Ceará

CEARÁ: Pacientes tem tratamento interrompido por conta da falta de medicamentos

Pacientes do Centro Integrado de Diabetes e Hipertensão e do Hospital do Coração de Messejana, estão retornando para casa, sem remédio para o controle da diabetes e hipertensão, há meses.

Nossa equipe esteve no local. coletando informações ao lado de pacientes de receita em mãos e comprovamos a veracidade dos fatos, conforme denúncias feita anteriormente, há meses atrás.

A produção da matéria foi elaborada baseada em informações colhidas pelos próprios usuários e funcionários, coletadas por meio de depoimentos, fotos e vídeos no local.
(Hospital do Coração, falta os seguintes medicamentos):
– MAREVAN: 5mg
– DIPIRONA
– SELOZOK: 50mg
– BISOPROLOL: 25mg
– LOSARTAN
 
OBS: Colhemos relatos de que foi suspenso o pagamento dos terceirizados (maqueiros, enfermeiros e serviço de limpeza) apenas com previsão para regularização em 2018, como também o atendimento domiciliar à pacientes pós-cirúrgico, por motivo de falta de transporte / Há falta de material de insumos básicos como gazes, esparadrapos e soro, segundo os próprios funcionários do local.
 
(Centro Integrado de Diabetes e Hipertensão, falta os seguintes medicamentos):
– ACARBOSE: 50mg
– DUOMO: 4gm
– SAXIGLIPTINA: 5mg
Em nota enviada a nossa redação, a Secretaria de Saúde do Estado do Ceará informou o seguinte:
A Secretaria da Saúde do Ceará (Sesa) informa que dispõe de medicamentos com os mesmos princípios ativos (vafarina, metropolol e losartana) ou similares da lista citada em relação aos itens supostamente em falta no Hospital Dr Carlos Alberto Studart Gomes (Hospital de Messejana) para abastecimento das unidades da rede estadual. Isso significa que não houve interrupção de tratamento dos pacientes que precisaram desse tipo de medicação.

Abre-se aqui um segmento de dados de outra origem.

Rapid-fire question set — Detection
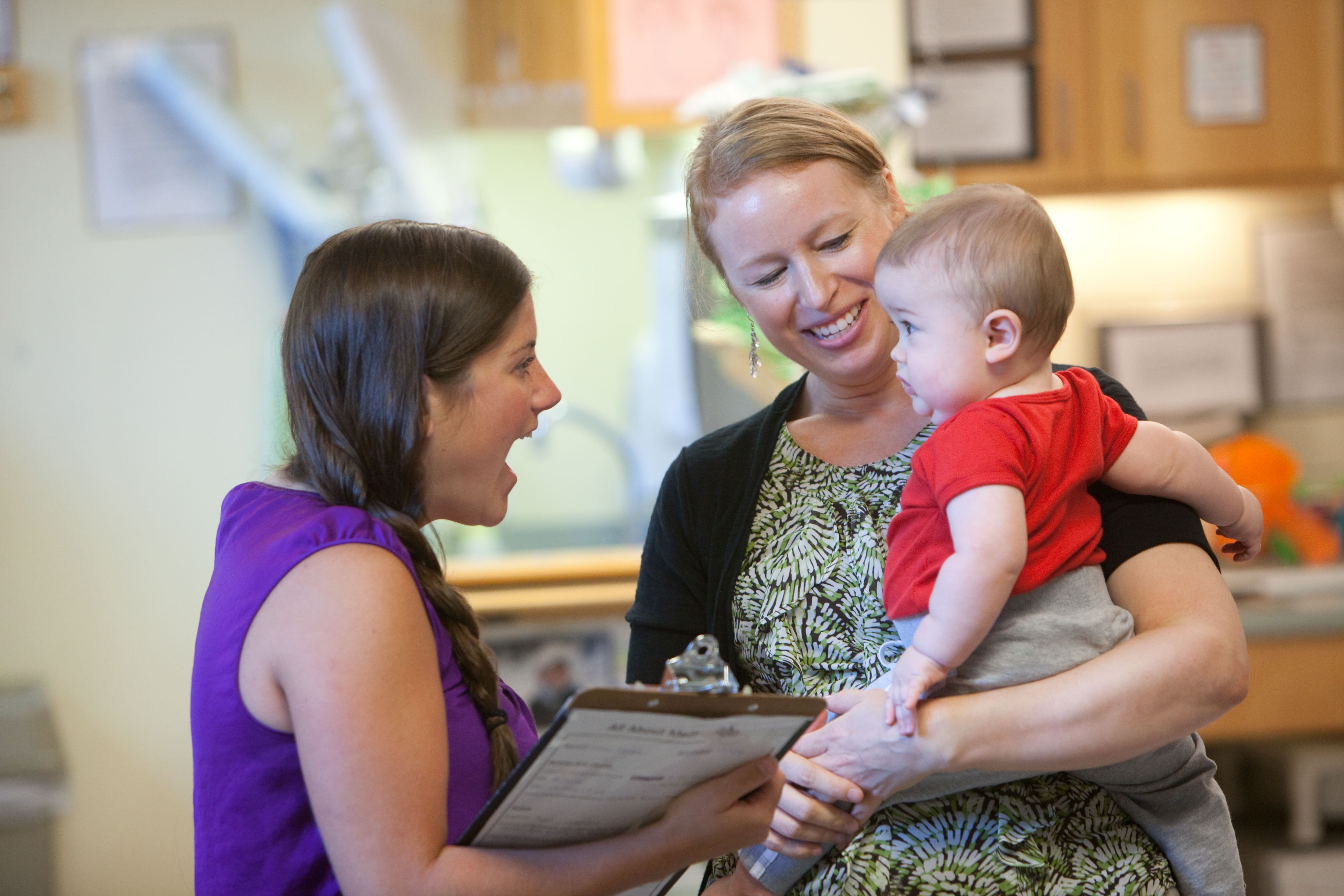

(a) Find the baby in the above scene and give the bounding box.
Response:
[875,184,1263,895]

Alguns desses remédios que são citados pela Revista Ceará são apenas os nomes comerciais. O Marevan, por exemplo, é uma determinada marca. A Sesa licita e compra pelo princípio ativo, que, neste caso, é a vafarina.

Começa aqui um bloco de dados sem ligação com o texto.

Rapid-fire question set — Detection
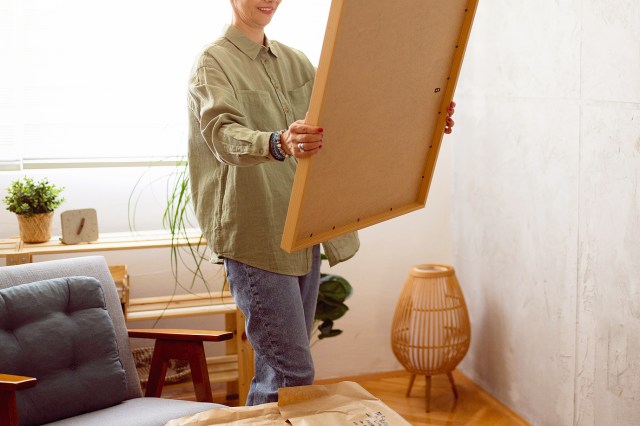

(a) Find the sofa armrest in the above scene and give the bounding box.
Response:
[0,374,38,426]
[129,328,233,342]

Em relação ao Centro Integrado de Diabetes e Hipertensão, nenhum dos medicamentos repassados para os pacientes diabéticos e hipertensos na unidade de atenção secundária da rede do Governo do Ceará está em falta. Parte da medicação para esses pacientes é entregue na atenção primária (postos de saúde e farmácias populares).

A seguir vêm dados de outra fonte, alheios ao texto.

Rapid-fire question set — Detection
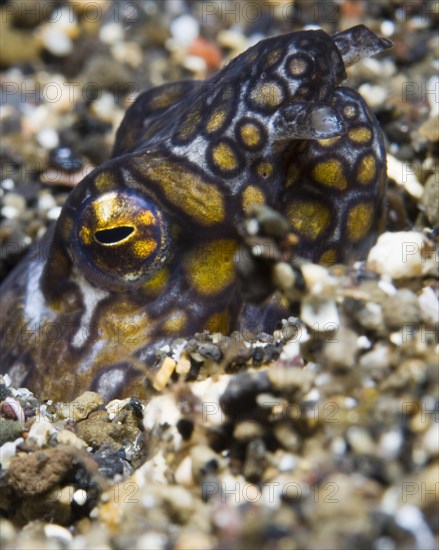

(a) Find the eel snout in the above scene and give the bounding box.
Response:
[331,25,393,67]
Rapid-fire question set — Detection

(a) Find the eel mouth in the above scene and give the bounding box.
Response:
[331,25,393,67]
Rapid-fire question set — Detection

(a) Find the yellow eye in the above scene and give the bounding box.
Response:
[70,191,172,291]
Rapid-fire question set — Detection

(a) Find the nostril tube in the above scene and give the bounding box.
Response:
[331,25,393,67]
[95,225,134,245]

A Secretaria esclarece ainda que a descontinuidade pontual de alguns insumos médico-hospitalares deve-se a fatores que envolvem o fornecimento, como realinhamentos de preços, atrasos de entrega (em 2016 e em 2017 a Sesa notificou vários fornecedores por esse motivo), requerimentos de troca de marca por parte dos ganhadores das licitações, além de trâmites burocráticos necessários para dar mais segurança ao processo de aquisição.